I think the assembler should allow the LONG directive to accept a value with #, meaning "put this actual value here, not the address of the value" (an example of "put the address of the value" is the line "ptr long myvar" in the code above). And obviously there should be an error if # is used with a value that can only be used as an address (so "ptr long #myvar" in the above code would generate an error because myvar is a memory location, not a literal value that's known at compile time).
I expect the same problem to happen if you use one of the other directives (can BYTE or WORD even be used? I haven't tried).
I also filed an issue about this on the PropGCC google code site but I'm not sure if that's the right location (after all this is an Assembler problem), and I thought it might be a good idea to explain the problem here a little further.
Thanks!
===Jac
Comments
In general the fewer things you put in inline assembly, the better.
Eric
The code I'm working on contains a patch table, containing a number of values which would be an array of structs if it was written in C. The table describes which instructions in the rest of the code need to be modified and how, before they are executed. The selection of the correct structs from the table is done by using a mode parameter, and I iterate through the values by comparing that parameter with a constant value in the table.
So basically if I would have the option of programming self-modifying code in C it would look something like this:
So, the table contains literal values (represented as enums) combined with cog addresses that refer to code in the inline assembly. The addresses of the assembly code aren't available to the C compiler of course, so I can't move the table into the C part of the program. I also can't rewrite the code in C or C++ because the timing is too constrained.
I know there are other ways to implement this but I think this is something that should be possible, right?
For now, I worked around it by declaring the mode values as preprocessor macros instead of enums, and I insert them in the code using the stringize operator of the preprocessor. It's ugly and I'm not sure yet if it works, but I'm working on it.
I did some digging in the binutils code, and it looks like the "LONG" directive is handled by a different part of `gas` than the regular opcodes, so I understand that it would be difficult to implement my initial proposal. Maybe a new pseudo-opcode needs to be added?

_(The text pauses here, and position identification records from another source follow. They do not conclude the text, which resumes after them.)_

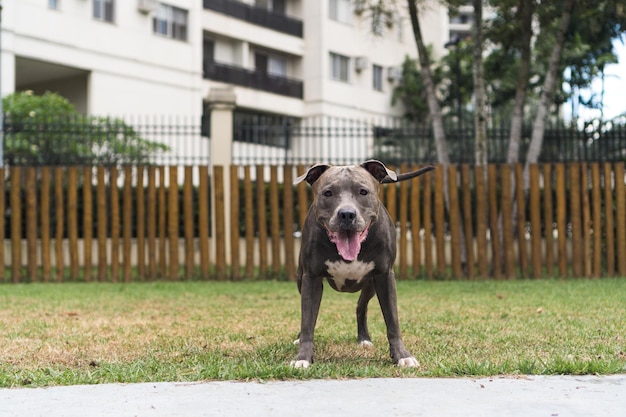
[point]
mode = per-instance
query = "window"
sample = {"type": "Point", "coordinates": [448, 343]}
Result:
{"type": "Point", "coordinates": [340, 10]}
{"type": "Point", "coordinates": [171, 22]}
{"type": "Point", "coordinates": [262, 128]}
{"type": "Point", "coordinates": [276, 6]}
{"type": "Point", "coordinates": [103, 10]}
{"type": "Point", "coordinates": [377, 77]}
{"type": "Point", "coordinates": [339, 67]}
{"type": "Point", "coordinates": [277, 66]}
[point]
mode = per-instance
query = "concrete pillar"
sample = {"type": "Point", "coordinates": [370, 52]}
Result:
{"type": "Point", "coordinates": [222, 103]}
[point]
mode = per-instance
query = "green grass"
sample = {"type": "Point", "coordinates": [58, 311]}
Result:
{"type": "Point", "coordinates": [66, 334]}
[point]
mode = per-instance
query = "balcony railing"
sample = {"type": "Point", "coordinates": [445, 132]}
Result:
{"type": "Point", "coordinates": [253, 79]}
{"type": "Point", "coordinates": [256, 15]}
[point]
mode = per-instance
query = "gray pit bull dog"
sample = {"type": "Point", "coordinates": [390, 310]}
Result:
{"type": "Point", "coordinates": [349, 238]}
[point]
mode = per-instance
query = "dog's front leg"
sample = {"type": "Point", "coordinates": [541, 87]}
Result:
{"type": "Point", "coordinates": [311, 298]}
{"type": "Point", "coordinates": [386, 292]}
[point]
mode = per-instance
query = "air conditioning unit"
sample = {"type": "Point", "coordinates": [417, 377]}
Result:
{"type": "Point", "coordinates": [361, 63]}
{"type": "Point", "coordinates": [147, 6]}
{"type": "Point", "coordinates": [394, 74]}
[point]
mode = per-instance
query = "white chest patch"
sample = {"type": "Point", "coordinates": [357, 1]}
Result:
{"type": "Point", "coordinates": [341, 271]}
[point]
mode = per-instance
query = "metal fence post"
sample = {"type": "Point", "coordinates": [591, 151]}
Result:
{"type": "Point", "coordinates": [222, 103]}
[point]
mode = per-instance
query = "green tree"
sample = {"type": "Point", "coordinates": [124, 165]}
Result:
{"type": "Point", "coordinates": [47, 130]}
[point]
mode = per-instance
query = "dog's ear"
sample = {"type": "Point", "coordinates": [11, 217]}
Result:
{"type": "Point", "coordinates": [378, 170]}
{"type": "Point", "coordinates": [312, 174]}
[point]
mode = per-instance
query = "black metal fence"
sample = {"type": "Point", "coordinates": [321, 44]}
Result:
{"type": "Point", "coordinates": [91, 140]}
{"type": "Point", "coordinates": [271, 139]}
{"type": "Point", "coordinates": [257, 15]}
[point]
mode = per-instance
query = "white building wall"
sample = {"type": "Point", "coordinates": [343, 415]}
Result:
{"type": "Point", "coordinates": [131, 69]}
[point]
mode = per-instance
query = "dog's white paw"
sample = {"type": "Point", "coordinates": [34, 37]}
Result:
{"type": "Point", "coordinates": [409, 362]}
{"type": "Point", "coordinates": [302, 364]}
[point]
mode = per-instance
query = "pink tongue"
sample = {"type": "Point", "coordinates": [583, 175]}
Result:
{"type": "Point", "coordinates": [348, 245]}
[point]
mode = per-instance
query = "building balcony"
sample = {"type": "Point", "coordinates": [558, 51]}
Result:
{"type": "Point", "coordinates": [257, 80]}
{"type": "Point", "coordinates": [256, 15]}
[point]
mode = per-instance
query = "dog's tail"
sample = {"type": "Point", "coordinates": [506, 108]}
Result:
{"type": "Point", "coordinates": [408, 175]}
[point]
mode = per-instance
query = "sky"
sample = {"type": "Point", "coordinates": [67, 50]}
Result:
{"type": "Point", "coordinates": [615, 88]}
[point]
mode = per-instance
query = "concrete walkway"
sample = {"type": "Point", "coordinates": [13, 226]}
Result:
{"type": "Point", "coordinates": [524, 396]}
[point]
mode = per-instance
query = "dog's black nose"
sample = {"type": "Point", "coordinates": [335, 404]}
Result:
{"type": "Point", "coordinates": [347, 215]}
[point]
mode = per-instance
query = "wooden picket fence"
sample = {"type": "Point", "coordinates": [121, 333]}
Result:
{"type": "Point", "coordinates": [145, 223]}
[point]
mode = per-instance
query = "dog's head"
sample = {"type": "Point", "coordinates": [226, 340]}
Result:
{"type": "Point", "coordinates": [346, 201]}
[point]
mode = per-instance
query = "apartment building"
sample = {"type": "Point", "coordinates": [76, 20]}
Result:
{"type": "Point", "coordinates": [145, 57]}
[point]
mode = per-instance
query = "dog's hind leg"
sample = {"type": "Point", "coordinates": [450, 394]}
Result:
{"type": "Point", "coordinates": [363, 336]}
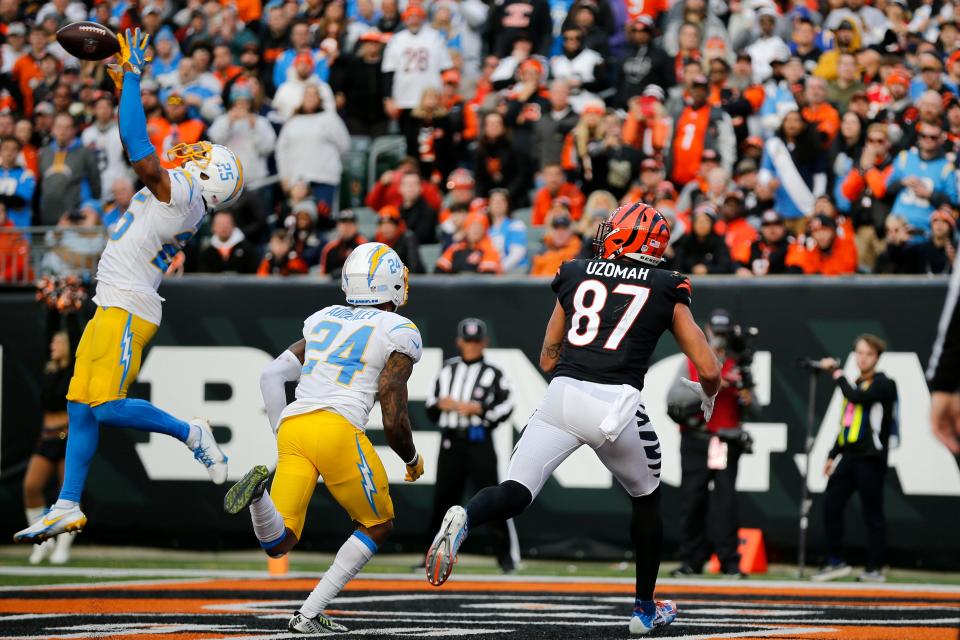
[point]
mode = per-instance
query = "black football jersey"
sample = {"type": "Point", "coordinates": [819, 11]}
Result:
{"type": "Point", "coordinates": [616, 311]}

If you can tell me in which binutils source file the LONG directive is handled, I may be able to post a patch. I'm not familiar with the binutils code but I'll be happy to do some more digging to make this work.
===Jac
(PS the code in this post and the previous one aren't tested; I'm not trying to hide things, just making them easier to read. The entire module is several hundreds of lines of inline assembly and will be on github soon).